Martin Scorsese Says He’s Going To Die Before Making All Of His Movies

Martin Scorsese says that, at 80, he doesn't have time left to make all the movies he wants to make.

By Zack Zagranis | Updated

martin scorsese

Life, like a movie, tends to reveal all the answers right before it ends. That’s Martin Scorsese’s thinking, according to a new interview with Deadline. The legendary director of such classics as Goodfellas, Taxi Driver, and Casino told the magazine that he has so many stories that he wants to tell now that he has the wisdom that comes with age, but “there’s no more time.”

The 80-year-old compared his mindset to that of famed auteur Akira Kurosawa at the end of his career. Martin Scorsese went on to describe what the Japanese director said when he received a Lifetime Achievement Oscar from George Lucas and Steven Spielberg at the 1990 Academy Awards, which still heavily affects him to this day.

“He said, ‘I am only now beginning to see the possibility of what cinema could be, and it’s too late.’ He was 83. At the time, I said, ‘What does he mean? Now I know what he means.”
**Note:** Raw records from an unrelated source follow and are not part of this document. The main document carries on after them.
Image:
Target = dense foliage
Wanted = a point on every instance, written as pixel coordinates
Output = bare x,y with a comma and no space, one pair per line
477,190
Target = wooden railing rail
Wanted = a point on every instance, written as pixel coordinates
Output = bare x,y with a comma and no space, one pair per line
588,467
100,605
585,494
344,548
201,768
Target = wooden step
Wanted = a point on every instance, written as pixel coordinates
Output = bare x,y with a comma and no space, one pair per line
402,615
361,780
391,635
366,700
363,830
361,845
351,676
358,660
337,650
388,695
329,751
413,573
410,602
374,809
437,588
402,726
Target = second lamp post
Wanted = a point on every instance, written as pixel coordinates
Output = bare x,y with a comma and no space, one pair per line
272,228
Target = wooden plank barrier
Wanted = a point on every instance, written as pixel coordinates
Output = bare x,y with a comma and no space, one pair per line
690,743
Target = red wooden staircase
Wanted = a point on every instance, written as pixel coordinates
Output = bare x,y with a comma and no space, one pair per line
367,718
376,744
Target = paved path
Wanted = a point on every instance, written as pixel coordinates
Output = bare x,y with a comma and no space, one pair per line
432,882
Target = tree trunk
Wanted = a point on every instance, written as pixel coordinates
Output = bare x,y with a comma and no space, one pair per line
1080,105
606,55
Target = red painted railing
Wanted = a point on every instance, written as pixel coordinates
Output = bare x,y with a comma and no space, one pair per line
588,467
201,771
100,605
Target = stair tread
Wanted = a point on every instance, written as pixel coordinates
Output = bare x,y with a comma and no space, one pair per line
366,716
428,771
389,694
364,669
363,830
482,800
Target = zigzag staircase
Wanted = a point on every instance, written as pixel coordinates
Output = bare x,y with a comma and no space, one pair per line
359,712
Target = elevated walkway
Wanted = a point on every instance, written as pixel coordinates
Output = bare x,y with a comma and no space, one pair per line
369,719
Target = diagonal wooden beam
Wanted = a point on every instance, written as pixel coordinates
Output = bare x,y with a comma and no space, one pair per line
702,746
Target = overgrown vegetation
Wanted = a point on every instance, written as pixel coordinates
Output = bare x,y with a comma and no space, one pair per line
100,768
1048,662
While Martin Scorsese would love to take a break and relax in his old age, he feels compelled to keep chugging along while he still can. When asked if he still has the “fire” that drives him to start a new project the second he finishes working on the first one, Scorsese answered in the affirmative. “Got to. Got to,” said the director before lamenting, “I want to tell stories, and there’s no more time.”

Scorsese has always been big on utilizing the short time he’s been given on Earth as best as he can. Unlike some directors, who can take years—or in the case of the director’s friend George Lucas, decades—between projects, Martin Scorsese has been pretty much working non-stop ever since directing his first feature film Who’s That Knocking at My Door in 1967. Altogether the director has 72 directing credits and 94 producing credits under his belt, according to his IMDb page.

martin scorsese
Joe Pesci, Ray Liotta, and Robert De Niro in Goodfellas (1990)

It’s a filmography most directors would kill for. Goodfellas and Taxi Driver alone would have been enough to cement the director’s place in the cinema Hall of Fame, and yet, for Martin Scorsese, it’s still not enough. Not only does the director have a new movie, Killers of the Flower Moon, coming out later this year, but he’s already in pre-production on his next feature, The Wager: A Tale of Shipwreck, Mutiny, and Murder.

Killers of the Flower Moon stars Scorsese mainstays Robert De Niro and Leonardo DiCaprio and takes place during a time in the 1920s when the indigenous Osage tribe was the wealthiest group in America until members of the tribe start mysteriously dying, leading to a major F.B.I investigation. The experience left him with a different opinion on the Westerns of his youth and their depiction of indigenous peoples.

 “I think one of the problems in the genre is that none of the Native Americans are played by Native Americans,” said Martin Scorsese. The director sought to make sure Killers of the Flower Moon didn’t repeat the mistakes of Westerns past by casting an actor of indigenous descent to play Mollie Burkhart, the Osage wife of DiCaprio’s Ernest Burkhart.

With any luck, the still-energetic Scorsese will get a chance to tell many more stories before he passes on from this life.